CLI tool for doing data joining
Project description
Cobble
A CLI tool for ad-hoc data joining, filtering, and analysis. Pipe in CSV, JSON, or plain text and query it with a shell-friendly syntax.
Install
pip install cobblequery
Quick Start
# Pipe CSV and filter
cat users.csv | cobble '| search role=admin | select name,email'
# Read a file directly (skip stdin)
cobble -s '| from data.csv | head 5'
# Chain JSON lines from another tool
kubectl get pods -o json | cobble '| select name,status'
CLI Usage
usage: cobble [-h] [--dry-run] [-i] [-s] [-q QUERY_FILE] [query]
positional arguments:
query Query to run
optional arguments:
-h, --help show this help message and exit
--dry-run Parse and validate query without running
-i, --interactive Do an interactive edit of the query
-s, --no-stdin Dont insert the stdin generator
-q QUERY_FILE, --query-file QUERY_FILE
Read query text from a file
Queries are pipe-delimited chains of commands:
| command1 args | command2 args | ...
Examples
Filtering rows
# Exact match
cat servers.csv | cobble '| search env=prod'
# Numeric comparison
cat orders.csv | cobble '| search total>100'
# Multiple conditions (AND)
cat orders.csv | cobble '| search status=shipped,total>=50'
# Regex match
cat logs.csv | cobble '| search path~=/api/v[23]'
# Not equal
cat users.csv | cobble '| search role!=guest'
# Python expression for complex logic
cat data.csv | cobble '| py "age > 21 and status == \"active\""'
Selecting and renaming fields
# Pick specific fields
cat users.csv | cobble '| select name,email,role'
# Rename a field
cat data.csv | cobble '| rename new_name=old_name'
Sorting
# Sort ascending
cat scores.csv | cobble '| sort name'
# Sort descending
cat scores.csv | cobble '| sort -score'
# Multi-field sort
cat employees.csv | cobble '| sort department,-salary'
Limiting results
# First 10 rows
cat huge.csv | cobble '| head 10'
# Rows 5 through 15
cat data.csv | cobble '| slice 5,15'
Aggregation
# Count and sum with auto-named output fields (field_operation)
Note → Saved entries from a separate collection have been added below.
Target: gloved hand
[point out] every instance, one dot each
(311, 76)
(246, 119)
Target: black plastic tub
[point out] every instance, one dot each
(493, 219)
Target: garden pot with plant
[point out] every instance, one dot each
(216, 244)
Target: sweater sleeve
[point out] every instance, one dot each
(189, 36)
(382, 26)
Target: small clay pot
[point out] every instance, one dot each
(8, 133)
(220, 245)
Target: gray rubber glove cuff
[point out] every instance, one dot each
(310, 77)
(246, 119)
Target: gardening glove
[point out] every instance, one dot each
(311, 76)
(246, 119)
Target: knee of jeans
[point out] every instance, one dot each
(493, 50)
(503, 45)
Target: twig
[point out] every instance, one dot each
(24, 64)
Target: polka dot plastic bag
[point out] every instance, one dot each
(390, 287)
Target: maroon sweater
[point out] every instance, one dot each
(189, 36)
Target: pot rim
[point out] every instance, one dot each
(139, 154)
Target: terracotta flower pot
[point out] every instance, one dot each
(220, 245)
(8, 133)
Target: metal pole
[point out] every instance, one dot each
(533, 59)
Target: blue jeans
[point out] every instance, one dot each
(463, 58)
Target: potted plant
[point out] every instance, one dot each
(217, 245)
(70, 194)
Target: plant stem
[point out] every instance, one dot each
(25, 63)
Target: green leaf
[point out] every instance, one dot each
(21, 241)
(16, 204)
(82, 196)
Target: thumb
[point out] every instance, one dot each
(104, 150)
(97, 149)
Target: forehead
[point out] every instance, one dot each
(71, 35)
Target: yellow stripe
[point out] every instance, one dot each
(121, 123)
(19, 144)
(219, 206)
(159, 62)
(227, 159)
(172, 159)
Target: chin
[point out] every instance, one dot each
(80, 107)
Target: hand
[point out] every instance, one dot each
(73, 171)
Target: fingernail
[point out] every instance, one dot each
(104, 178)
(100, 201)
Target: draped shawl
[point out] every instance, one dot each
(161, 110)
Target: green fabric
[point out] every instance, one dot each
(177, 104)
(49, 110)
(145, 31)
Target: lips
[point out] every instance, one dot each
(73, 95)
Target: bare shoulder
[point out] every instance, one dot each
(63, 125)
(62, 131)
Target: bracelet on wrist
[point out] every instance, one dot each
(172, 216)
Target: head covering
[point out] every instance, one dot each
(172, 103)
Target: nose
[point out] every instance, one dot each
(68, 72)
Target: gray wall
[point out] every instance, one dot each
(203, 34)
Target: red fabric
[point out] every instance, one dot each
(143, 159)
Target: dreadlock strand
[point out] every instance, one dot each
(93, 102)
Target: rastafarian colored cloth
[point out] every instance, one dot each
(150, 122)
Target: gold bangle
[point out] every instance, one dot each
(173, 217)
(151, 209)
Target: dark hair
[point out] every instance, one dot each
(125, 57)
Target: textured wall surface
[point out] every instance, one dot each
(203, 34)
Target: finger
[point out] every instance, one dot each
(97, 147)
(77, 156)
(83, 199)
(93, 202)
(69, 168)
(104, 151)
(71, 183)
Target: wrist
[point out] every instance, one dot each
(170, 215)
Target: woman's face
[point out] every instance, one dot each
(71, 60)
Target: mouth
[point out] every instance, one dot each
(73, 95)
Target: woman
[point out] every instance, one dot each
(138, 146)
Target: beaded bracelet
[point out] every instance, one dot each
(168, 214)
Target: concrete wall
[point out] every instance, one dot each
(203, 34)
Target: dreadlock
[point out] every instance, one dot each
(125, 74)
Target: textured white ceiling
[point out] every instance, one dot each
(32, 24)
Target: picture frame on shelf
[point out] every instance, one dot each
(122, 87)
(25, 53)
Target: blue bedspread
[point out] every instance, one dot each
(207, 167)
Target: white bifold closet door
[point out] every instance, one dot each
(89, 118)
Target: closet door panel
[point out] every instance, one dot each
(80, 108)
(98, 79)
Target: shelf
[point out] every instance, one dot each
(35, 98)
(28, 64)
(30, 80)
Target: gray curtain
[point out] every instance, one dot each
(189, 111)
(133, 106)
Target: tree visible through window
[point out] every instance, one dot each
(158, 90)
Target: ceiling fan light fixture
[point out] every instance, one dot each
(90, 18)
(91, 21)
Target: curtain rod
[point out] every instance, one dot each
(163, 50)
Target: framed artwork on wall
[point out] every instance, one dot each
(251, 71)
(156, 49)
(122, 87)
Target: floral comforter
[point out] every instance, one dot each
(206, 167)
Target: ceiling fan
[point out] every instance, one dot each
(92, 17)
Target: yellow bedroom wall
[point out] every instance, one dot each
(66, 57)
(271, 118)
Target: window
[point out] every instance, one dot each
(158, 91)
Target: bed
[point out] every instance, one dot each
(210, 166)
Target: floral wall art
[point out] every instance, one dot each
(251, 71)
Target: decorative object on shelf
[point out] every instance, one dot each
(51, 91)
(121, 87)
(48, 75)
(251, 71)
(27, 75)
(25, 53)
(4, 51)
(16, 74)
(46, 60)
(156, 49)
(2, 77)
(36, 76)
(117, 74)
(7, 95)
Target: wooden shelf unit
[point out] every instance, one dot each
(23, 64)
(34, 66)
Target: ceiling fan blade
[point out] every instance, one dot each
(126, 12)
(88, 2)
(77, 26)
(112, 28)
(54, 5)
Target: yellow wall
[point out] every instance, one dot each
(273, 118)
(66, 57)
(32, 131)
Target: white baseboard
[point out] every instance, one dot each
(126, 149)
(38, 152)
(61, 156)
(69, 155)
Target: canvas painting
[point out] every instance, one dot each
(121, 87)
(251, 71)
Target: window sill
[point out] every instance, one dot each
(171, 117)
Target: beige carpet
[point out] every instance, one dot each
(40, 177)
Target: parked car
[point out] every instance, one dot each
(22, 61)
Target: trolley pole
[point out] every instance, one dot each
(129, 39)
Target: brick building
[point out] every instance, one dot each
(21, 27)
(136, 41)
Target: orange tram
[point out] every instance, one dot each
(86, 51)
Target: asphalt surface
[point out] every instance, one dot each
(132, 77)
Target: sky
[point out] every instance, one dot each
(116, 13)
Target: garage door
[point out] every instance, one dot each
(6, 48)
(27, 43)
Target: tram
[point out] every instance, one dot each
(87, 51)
cat sales.csv | cobble '| agg by=region sum(revenue) count(id)'
# Output: {"region": "west", "revenue_sum": 48000, "id_count": 12}
# Named output fields
cat sales.csv | cobble '| agg by=region, total=sum(revenue), n=count(id)'
# Output: {"region": "west", "total": 48000, "n": 12}
# No group-by (aggregate everything)
cat sales.csv | cobble '| agg total=sum(revenue)'
# Multiple group-by fields
cat data.csv | cobble '| agg by=year,quarter avg(revenue) min(cost) max(cost)'
Available aggregation functions: sum, count, avg, min, max, first, last, dc (distinct count), values, unique_values.
Joining datasets
# Join users with their departments (left join, first match)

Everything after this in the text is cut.